1. Right Angle:
* Definition: An angle measuring 90 degrees.
* Symbol: A small square drawn in the corner of the angle.
* Example: In a right triangle, one angle is a right angle.
2. Right Triangle:
* Definition: A triangle with one right angle.
* Properties: The sides opposite and adjacent to the right angle are called the hypotenuse and legs, respectively. The Pythagorean theorem applies to right triangles: a² + b² = c² (where a and b are the lengths of the legs and c is the length of the hypotenuse).
3. Right-Handed Coordinate System:
* Definition: A three-dimensional coordinate system where the positive x-axis points to the right, the positive y-axis points up, and the positive z-axis points forward.
* Importance: Used in physics, engineering, and other fields where three-dimensional orientation is important.
4. Right-Sided Limit:
* Definition: The limit of a function as the input approaches a value from the right (i.e., from values greater than the value).
* Symbol: lim_(x→a+) f(x)
* Importance: Used in calculus to analyze the behavior of functions near a specific point.
5. Right-Regular:
* Definition: Used to describe a regular polygon where all sides and angles are equal, and the polygon has a right angle.

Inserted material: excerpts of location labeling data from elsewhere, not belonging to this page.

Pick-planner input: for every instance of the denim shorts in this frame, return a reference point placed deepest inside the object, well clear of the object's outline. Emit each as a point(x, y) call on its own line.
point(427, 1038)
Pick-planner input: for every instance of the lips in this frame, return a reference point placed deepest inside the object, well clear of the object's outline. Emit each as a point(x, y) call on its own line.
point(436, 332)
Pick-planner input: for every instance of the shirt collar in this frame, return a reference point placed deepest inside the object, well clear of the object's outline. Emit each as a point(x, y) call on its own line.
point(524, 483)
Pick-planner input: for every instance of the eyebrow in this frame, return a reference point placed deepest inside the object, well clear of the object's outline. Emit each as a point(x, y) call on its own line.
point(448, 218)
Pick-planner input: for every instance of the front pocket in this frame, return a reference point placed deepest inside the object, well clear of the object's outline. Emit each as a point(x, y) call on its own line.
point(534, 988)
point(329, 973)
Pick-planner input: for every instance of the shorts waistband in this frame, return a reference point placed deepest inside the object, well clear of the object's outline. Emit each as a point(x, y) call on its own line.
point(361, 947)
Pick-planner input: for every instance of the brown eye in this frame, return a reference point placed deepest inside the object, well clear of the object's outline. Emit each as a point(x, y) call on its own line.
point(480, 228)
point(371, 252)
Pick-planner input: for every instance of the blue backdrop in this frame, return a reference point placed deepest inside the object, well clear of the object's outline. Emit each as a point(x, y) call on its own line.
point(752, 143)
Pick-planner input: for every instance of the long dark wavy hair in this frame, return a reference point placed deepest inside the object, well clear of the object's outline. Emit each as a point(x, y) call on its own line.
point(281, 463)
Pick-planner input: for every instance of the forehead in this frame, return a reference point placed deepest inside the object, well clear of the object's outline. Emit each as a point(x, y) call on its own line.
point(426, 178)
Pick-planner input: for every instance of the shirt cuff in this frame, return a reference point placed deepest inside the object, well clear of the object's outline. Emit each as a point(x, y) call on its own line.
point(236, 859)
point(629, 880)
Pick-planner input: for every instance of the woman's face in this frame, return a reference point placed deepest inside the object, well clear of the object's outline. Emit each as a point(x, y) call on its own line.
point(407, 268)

* Example: A square is a right-regular quadrilateral.
6. Right Distributive Law:
* Definition: In algebra, the property that states a(b + c) = ab + ac.
* Importance: This law is fundamental to simplifying expressions and solving equations.
7. Right Congruence:
* Definition: Two shapes are right congruent if they are congruent and can be superimposed by rotating one of the shapes by 90 degrees.
* Example: Two squares are right congruent.
The meaning of "right" in a mathematical context should be clear from the surrounding text.